Burning

Burning

The only way to make the serenity of a place detached from civilization intense is to frame it from the perspective of lonely people. Lee Chang-dong‘s long-anticipated, immediately-acclaimed Burning is able to craft this in two ways for two different individuals. Lee Jong-su is always dwarfed by the rural nature of the farm his family grew up with, and it furthers his status as a true Murakami protagonist with a total lack of direction in a world of constant mystery. Hae-mi is lyrical and fluid in her movements, someone who wishes to revel in her lack of direction and entrapment, and even does so for once in a stunning moment underscored by a particular Miles Davis track, but comes back to the suffocating truths that Jong-su seems to take as just another event. Add Ben to the equation, and the feelings stir more to reflect on a shared young adult ennui next to someone with the best of their years already starting.

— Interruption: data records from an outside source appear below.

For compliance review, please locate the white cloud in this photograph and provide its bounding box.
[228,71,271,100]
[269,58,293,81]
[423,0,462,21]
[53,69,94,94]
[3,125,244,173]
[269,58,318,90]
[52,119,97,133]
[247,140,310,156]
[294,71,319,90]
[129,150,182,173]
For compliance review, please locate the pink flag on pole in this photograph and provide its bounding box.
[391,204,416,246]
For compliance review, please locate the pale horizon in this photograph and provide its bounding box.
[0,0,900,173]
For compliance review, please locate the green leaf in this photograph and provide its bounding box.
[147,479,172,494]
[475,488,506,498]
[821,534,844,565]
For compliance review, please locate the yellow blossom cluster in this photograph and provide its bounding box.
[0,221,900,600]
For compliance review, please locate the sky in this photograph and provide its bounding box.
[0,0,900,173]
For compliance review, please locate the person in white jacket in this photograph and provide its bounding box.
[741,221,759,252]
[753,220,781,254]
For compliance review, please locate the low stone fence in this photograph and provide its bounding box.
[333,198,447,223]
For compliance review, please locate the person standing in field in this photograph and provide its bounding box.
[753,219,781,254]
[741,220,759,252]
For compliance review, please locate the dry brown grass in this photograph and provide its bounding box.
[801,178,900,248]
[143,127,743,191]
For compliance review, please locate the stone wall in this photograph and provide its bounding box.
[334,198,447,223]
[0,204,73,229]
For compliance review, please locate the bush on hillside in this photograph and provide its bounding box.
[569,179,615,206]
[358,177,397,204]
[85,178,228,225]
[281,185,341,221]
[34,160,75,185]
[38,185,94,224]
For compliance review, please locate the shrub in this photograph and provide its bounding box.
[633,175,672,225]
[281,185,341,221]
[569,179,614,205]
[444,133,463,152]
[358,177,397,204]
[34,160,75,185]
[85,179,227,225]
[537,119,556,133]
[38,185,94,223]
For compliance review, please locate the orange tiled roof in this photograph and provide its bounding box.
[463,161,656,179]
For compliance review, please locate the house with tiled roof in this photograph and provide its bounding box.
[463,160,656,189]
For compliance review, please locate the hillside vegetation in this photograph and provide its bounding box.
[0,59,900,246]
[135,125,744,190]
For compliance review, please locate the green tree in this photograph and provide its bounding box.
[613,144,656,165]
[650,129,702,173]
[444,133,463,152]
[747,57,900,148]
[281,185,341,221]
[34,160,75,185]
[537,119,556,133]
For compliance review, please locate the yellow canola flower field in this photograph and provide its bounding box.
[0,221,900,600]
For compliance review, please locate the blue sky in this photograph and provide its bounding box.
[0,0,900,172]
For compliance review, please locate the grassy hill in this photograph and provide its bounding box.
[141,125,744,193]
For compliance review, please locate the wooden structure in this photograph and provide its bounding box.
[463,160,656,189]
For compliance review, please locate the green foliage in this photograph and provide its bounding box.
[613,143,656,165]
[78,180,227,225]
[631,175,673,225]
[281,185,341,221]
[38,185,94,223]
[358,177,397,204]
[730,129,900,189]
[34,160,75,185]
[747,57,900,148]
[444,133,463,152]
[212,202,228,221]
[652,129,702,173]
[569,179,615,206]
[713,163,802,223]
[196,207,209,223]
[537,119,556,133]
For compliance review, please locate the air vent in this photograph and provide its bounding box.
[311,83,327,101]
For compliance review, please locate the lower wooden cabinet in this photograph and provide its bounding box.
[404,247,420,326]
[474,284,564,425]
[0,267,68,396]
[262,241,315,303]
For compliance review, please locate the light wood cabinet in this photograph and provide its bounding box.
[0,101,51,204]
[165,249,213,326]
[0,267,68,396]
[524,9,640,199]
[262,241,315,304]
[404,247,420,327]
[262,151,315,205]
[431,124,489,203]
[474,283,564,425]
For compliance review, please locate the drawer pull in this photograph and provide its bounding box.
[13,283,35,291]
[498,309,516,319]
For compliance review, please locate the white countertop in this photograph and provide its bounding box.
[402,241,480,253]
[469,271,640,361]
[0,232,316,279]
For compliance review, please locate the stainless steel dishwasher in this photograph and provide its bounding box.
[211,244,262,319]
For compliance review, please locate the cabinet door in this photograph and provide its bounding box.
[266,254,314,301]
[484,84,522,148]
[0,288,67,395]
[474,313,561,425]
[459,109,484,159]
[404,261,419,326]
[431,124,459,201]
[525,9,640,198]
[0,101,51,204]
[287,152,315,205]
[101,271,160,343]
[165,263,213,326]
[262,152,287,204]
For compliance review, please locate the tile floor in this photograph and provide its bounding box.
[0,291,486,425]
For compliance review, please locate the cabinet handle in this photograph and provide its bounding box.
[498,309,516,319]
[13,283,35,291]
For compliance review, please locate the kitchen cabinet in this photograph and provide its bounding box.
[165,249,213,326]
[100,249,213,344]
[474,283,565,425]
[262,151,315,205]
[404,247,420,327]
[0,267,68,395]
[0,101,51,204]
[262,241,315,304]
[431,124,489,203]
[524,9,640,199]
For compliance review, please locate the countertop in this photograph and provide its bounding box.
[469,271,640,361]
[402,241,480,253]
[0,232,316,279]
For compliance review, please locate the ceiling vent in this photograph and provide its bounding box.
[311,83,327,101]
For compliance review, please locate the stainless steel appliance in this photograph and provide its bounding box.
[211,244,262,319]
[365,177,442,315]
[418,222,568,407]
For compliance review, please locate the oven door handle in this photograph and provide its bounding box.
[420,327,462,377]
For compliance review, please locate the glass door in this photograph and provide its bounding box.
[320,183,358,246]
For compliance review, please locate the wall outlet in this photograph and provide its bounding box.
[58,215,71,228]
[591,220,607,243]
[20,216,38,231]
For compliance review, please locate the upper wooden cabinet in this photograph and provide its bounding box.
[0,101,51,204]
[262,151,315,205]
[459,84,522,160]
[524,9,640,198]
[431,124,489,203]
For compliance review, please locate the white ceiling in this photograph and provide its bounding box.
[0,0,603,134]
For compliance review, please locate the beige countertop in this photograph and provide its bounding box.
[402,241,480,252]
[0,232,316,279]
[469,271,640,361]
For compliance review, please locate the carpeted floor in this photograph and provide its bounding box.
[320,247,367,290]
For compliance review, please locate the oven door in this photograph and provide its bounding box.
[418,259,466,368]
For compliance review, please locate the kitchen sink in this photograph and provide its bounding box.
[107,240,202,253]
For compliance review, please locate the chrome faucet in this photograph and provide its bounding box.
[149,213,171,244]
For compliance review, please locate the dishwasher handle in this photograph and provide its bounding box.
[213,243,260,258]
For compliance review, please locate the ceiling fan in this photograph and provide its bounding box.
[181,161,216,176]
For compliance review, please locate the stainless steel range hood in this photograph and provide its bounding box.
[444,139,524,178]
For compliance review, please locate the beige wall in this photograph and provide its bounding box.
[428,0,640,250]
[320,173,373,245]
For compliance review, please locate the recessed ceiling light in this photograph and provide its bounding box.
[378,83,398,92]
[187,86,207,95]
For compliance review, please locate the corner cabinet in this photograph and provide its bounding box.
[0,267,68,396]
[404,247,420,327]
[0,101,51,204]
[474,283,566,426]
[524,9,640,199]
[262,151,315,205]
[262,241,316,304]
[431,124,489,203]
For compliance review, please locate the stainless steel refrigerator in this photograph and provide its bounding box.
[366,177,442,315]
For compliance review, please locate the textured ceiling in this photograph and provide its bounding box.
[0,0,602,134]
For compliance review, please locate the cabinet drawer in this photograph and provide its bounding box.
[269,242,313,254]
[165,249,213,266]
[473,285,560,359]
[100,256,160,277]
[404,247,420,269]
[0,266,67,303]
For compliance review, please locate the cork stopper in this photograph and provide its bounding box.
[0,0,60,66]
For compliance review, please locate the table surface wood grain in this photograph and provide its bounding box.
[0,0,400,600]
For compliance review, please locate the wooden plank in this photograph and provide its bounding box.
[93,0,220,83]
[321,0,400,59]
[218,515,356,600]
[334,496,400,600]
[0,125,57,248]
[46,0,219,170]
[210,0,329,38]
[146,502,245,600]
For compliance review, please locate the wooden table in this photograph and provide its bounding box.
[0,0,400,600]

Other reviewer‘s here have applied a socioeconomic reading to the film, and it’s valid. The situation of Ben contrasted with the other two leads is made overt, with his endless circle of friends and the apparent sociopathy he possesses with his odd pastime. Another reading is possible when considering how ambiguous the narrative becomes, in true fashion of the source material’s author of enigmatic fiction. Why question Ben’s culpability when Jong-su is merely more passive in his obsessions? Quiet observation is one thing, and the lack of reaction on his part to various problems befalling him before the disappearance of Hae-mi could be attributed to being a passenger before he makes a move at last. At the same time, he may be digesting all the reasons to lose form. His father’s anger issues, lonely occupation of a farm, no ideas for a novel he wishes to write, there’s no direction and nothing to lose. His response to what he perceives as a sinister threat to his desires makes perfect sense, even if it might not even be what he thinks it’s for.